Book club wrap-up! The Guest by Emma Cline
Tell us your thoughts! + photos from May's reading below
This month we read The Guest by Emma Cline for book club!! So what did ya’ll think?? Comment on this thread your ✨review✨
I love an author who controls my body’s cortisol levels. I dare say, I hath been stressed!
The Guest starts with a mysterious young woman, Alex, at the whim of an older wealthy man, Simon. She lives with him in the Hampton’s, exchanging her companionship for the access of comfort. Alex is strict with the details of her life before Simon. She hides herself from the reader too. She’s laser-focused on her mission for a new luxurious life under the financial protection of Simon. She must believe Simon will care for her, right? She is otherwise powerless, she’s without a home, money, employment, or support, and the last guy she was with, Dom, is hunting her down for stealing drugs and money from him. She must believe she has at least one source of power: her perceived beauty.
How does Alex use (or try to use) her appeal on men?
How does Alex use her appeal on women?
What do Alex’s tactics reveal about gender as a performance?
What I loved about Alex’s character, was her self-delusion and naivety combining into a supernova of self-destruction. I think a part of her really does believe Simon had cared for her. A part of her thinks they were moving on from a transactional relationship into an intimate one. If she could just keep being chill enough, cool enough, filate Simon enough, never complain, never ruffle his ego. He will realize how much he cares for her. Unfortunately, after Simon discovers Alex goofing around in the pool with another (younger) married man at a party, it was the proverbial cherry on top, and Simon kicked Alex out, pretty heartlessly, as though she were an item that could be returned to the store.
Instead of moving back to the city, Alex avoids Dom’s threats and tours through the Hamptons in the hopes of winning Simon back. She has no place to live, and no money. She manipulates her way into spaces with wealthy people, or their children, by using their own biases against them, as a means of surviving the week. Quickly, Alex spirals into morally dubious territory that makes you want to tear your hair out—or finish reading as fast as possible to discover what happens next. How far will she lose it among the East Coast elite? And in the end, it would seem, she loses everything.

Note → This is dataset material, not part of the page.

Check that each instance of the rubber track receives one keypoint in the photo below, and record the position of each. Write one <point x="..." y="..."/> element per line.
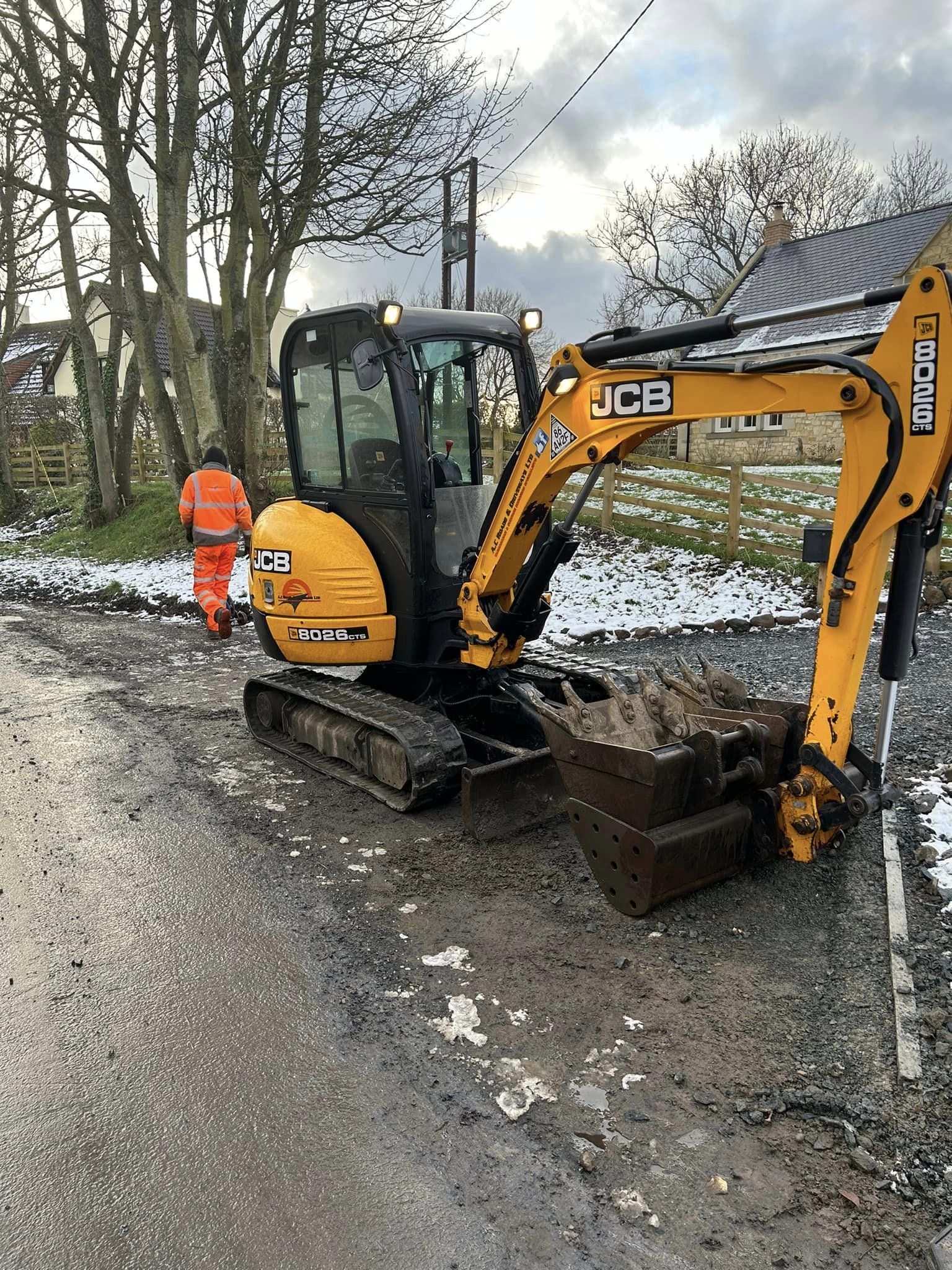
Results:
<point x="434" y="751"/>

How did you think it ended??!
How did you feel when you finished the last page?
I feel like The Guest wants you to experience the profanity of excess wealth firsthand, in part by exposing the hidden lives of the quiet-luxury class—set in stark contrast to Alex, who has essentially lost her mind due to her circumstances, whatever they may be. Why should she or anyone fear for being outed as poor and without resources? It’s pretty wild. She moves around the world terrified of rejection, because she knows it will come.
Alex is in a position where she feels her only access to daily comfort and peace is by prostrating herself to Simon, or any financially secure man, woman, or child who will help her. The psychological horror of Alex’s story is beautifully done.
My month of reading The Guest
I met up in Oakland with a fellow book club reader to discuss!
May reading involved breakfasts and city dates.


Next up: Beautyland!
Tomorrow we start Beautyland by Marie-Helene Bertino. Grab your copies for June if you haven’t already, it’ll be a fun one. Here’s all the details.
Love the way you organize these books clubs--so fun!!
One of the coolest things I noticed about the writing and the character was how we never learned about Alexis's past and I loved that, I loved how it was not needed and how it helped the story and that there wasn't necessarily this traumatic event that ruined her, she was perhaps just wanting a plush life where she was taken care of, society is so harsh about this, and its so hard for women to achieve!!! And along that same vein, how Dom never came to fruition, just the fear of him, how deft of Emma!
I think on a smaller level how Alex uses her wilds to achieve attention reminds me of being in my twenties and using my wilds for bad haha, its a power women have and its very interesting to see how Alex uses her body and her femininity as a weapon. I don't know what I was hoping for for Alex, I was more just following her along and understanding her desperation. I was very surprised by the ending and looking back at it I see more of what was going on, with Alex unable to see her reflection in the beach bathroom mirror and her dress feeling wet, I think she is super injured or even dying, but I wonder what everyone else thinks, it is very open to many possibilities. It's as if her truth is at last revealed and she is no longer able to pretend.
I've heard this one is really good/thought provoking. I would love to read it one day - hopefully life calms down after my busy summer!